Sou filho de um pastor presbiteriano e cresci lendo a Bíblia. Os textos da Epístola aos Corinthos, de São Paulo, onde Renato Russo buscou inspiração para compor Monte Castelo, me tocaram fundamente : “Ainda que eu fale as línguas dos homens e dos anjos, se não tiver amor, serei como o sino que ressoa ou como prato que retine. Ainda que eu dê aos pobres tudo o que possuo e entregue o meu corpo para ser queimado, se não tiver amor, nada disso me valerá. O amor é paciente, o amor é bondoso.

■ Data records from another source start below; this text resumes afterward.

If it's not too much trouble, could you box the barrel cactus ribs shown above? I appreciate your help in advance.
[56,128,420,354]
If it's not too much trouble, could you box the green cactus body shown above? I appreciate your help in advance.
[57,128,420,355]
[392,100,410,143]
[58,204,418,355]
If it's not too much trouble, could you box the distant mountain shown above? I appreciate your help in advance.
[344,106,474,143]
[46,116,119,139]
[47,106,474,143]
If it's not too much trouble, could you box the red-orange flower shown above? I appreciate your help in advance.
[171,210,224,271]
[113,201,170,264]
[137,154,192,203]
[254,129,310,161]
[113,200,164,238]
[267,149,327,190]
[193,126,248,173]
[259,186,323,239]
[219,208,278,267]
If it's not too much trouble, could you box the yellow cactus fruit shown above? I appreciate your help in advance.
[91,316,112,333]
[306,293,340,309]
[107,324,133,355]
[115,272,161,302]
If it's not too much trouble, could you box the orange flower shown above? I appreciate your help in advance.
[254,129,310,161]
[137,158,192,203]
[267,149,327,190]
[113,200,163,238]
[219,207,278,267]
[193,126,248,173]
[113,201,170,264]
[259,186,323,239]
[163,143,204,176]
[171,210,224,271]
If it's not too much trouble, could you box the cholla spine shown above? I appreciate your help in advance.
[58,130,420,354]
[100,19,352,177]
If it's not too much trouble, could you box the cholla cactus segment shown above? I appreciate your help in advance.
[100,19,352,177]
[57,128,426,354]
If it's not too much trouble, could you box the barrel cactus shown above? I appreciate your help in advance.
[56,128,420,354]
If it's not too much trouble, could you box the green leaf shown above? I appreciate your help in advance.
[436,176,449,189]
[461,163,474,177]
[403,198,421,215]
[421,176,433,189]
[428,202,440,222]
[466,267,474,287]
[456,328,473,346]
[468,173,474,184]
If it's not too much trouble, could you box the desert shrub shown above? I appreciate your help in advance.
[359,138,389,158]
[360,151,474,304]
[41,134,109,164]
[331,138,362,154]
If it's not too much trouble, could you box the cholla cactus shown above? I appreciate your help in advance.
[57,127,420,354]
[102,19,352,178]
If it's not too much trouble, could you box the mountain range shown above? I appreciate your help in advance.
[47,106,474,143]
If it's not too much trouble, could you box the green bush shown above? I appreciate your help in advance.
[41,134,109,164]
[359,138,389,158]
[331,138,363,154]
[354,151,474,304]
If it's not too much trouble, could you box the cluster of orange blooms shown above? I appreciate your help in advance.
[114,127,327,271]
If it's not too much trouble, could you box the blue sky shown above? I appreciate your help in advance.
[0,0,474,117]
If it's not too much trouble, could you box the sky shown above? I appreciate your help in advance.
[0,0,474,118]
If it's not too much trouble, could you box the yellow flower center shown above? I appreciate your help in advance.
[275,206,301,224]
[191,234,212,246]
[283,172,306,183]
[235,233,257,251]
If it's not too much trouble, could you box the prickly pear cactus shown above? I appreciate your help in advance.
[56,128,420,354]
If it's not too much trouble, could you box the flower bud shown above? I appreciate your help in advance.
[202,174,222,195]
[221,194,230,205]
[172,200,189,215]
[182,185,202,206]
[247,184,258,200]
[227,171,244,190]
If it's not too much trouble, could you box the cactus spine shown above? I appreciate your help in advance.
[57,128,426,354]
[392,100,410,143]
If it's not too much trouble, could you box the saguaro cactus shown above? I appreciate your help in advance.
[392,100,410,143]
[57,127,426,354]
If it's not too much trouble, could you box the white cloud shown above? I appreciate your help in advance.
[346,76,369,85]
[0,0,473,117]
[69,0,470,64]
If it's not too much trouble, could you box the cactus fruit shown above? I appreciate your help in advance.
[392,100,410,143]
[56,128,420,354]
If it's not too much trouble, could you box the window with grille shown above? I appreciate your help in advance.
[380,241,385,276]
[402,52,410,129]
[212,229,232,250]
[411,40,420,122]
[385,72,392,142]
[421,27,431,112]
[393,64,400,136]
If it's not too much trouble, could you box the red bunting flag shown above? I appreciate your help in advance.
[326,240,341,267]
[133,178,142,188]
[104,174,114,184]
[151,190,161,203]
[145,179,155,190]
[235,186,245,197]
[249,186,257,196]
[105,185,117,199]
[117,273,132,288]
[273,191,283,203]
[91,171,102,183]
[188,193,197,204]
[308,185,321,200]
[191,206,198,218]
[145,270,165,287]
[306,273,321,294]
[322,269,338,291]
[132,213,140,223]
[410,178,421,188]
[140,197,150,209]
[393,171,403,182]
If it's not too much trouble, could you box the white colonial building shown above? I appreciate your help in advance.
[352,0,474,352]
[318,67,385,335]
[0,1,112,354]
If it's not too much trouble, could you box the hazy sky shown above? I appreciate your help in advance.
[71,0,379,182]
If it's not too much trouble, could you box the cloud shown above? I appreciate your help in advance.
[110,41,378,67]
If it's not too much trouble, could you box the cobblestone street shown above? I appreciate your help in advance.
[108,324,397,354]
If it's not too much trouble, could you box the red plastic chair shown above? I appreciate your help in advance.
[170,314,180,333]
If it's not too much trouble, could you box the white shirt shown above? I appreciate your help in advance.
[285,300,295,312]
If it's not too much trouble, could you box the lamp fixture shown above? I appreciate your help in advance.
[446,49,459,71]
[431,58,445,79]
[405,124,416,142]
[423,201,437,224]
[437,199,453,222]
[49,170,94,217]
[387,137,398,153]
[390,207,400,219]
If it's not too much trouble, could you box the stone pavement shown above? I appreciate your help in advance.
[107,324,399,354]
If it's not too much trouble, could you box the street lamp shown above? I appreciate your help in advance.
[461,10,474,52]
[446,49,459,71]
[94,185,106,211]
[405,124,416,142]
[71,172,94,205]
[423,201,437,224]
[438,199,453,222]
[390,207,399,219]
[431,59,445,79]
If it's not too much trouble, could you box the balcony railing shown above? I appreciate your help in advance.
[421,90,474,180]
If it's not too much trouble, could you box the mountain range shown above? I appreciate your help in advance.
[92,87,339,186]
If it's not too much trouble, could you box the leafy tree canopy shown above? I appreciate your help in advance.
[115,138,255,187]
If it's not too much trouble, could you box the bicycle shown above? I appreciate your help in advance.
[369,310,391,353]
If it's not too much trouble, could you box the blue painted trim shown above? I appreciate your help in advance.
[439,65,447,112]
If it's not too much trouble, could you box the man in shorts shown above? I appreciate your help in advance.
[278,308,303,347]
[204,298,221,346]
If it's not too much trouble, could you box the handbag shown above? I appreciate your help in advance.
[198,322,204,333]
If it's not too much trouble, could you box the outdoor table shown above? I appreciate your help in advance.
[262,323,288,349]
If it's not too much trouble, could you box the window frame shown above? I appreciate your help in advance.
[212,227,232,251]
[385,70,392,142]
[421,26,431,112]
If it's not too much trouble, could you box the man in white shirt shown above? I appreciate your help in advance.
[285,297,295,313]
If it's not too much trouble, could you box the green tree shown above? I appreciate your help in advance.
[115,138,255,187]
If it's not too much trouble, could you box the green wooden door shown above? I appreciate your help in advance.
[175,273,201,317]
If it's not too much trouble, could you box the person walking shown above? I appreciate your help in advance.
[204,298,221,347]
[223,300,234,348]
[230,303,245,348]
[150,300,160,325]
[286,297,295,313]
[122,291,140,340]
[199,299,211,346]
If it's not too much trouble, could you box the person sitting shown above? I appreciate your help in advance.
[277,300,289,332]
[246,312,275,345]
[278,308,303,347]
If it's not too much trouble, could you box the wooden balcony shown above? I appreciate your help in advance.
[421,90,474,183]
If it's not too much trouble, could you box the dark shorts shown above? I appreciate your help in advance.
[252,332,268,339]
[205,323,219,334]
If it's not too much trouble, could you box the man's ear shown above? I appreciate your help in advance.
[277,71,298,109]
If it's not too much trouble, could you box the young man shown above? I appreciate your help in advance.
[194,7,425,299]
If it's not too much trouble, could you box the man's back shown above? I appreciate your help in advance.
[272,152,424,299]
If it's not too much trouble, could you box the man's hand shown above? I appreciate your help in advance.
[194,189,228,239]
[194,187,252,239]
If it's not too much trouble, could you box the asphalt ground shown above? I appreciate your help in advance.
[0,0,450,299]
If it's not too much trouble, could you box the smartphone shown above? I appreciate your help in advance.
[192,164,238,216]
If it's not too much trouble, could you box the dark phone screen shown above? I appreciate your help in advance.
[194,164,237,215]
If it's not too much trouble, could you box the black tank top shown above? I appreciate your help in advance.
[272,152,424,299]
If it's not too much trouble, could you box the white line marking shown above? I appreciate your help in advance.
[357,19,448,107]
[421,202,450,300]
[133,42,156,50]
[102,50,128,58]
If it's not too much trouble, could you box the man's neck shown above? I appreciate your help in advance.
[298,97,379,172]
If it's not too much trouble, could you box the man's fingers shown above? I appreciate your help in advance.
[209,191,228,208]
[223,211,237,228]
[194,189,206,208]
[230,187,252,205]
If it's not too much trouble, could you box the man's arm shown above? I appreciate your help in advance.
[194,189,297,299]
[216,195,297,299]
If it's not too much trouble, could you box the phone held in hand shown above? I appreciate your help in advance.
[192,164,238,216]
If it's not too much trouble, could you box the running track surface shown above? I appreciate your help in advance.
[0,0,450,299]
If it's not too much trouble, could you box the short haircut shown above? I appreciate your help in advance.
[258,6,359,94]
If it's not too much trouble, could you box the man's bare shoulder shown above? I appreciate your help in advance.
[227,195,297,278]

Não inveja, não se vangloria, não se orgulha”.
Por isso, é com grande espanto que vejo a invasão da cena política atual por pessoas que falam em nome de Deus e de Jesus, mas mentem, roubam, matam, corrompem, glorificam a morte e invocam os nomes santos em vão.
Existe um abismo entre o que eles falam e o que eles fazem. O que têm a ver Deus e Jesus com fake news, irresponsabilidade pública, culto à ignorância, devastação das florestas, falcatruas, falsidade ideológica, rachadinhas e mamatinhas?
Da leitura dos textos bíblicos me ficou algo impresso de maneira indelével na consciência: o permanente exame moral. Não estou, nem de longe, sugerindo o estado da santidade. Digo apenas que um traço dos valores verdadeiramente cristãos é o de interrogar implacavelmente a consciência sobre o sentido dos nossos atos para nós mesmos e para os outros.
É esse sentido moral que falta aos neoevangélicos fundamentalistas da cena política. Parece que a única ética que conhecem é a do dinheiro. Com as experiências, as reflexões e as leituras, abandonei a religião original e, durante certo período, entreguei-me ao niilismo. Questionei tudo e não acreditava mais em nenhuma transcendência divina.
Mas ao ler Grande Sertão: Veredas, de Guimarães Rosa, deparei com uma indagação do personagem Riobaldo Tatarana, o jagunço-filósofo, que me atingiu de maneira fulminante e me obrigou a rever as minhas ideias niilistas: “Como não haver Deus? Estremeço, sem Deus a vida é burra.”
Pessoalmente, acredito na máxima rosiana. Mas misturar religião com política é um desastre. Antigamente, o conceito de estado laico era uma abstração para mim. Agora, tornou-se uma realidade dramática. Talvez seja preciso retificar ou complementar o argumento de Riobaldo para o contexto do estado laico em que vivemos, conforme reza nossa Constituição.
Uma vida inteligente precisa de instituições, de respeito às leis, de justiça social, de democracia, de proteção aos mais vulneráveis, de educação, de cultura, de ciência, de conhecimento, de direitos, de imprensa livre e de conquistas da civilização. Sem isso, a vida é burríssima.
As excelências da Câmara dos Deputados e do Senado Federal precisam sair da bolha do orçamento oficial e do orçamento paralelo e defender o Estado de Direito neste momento em que as instituições sofrem um ataque covarde. Cabe às instituições criar uma barreira para proteger a democracia.
Se alguém quiser saber o que é uma sociedade sem instituições e sem leis basta mirar o Afeganistão. É imperioso barrar os candidatos a Talibãs da taba, rodeados de bajuladores e sempre armando um golpe. O Afeganistão não é aqui.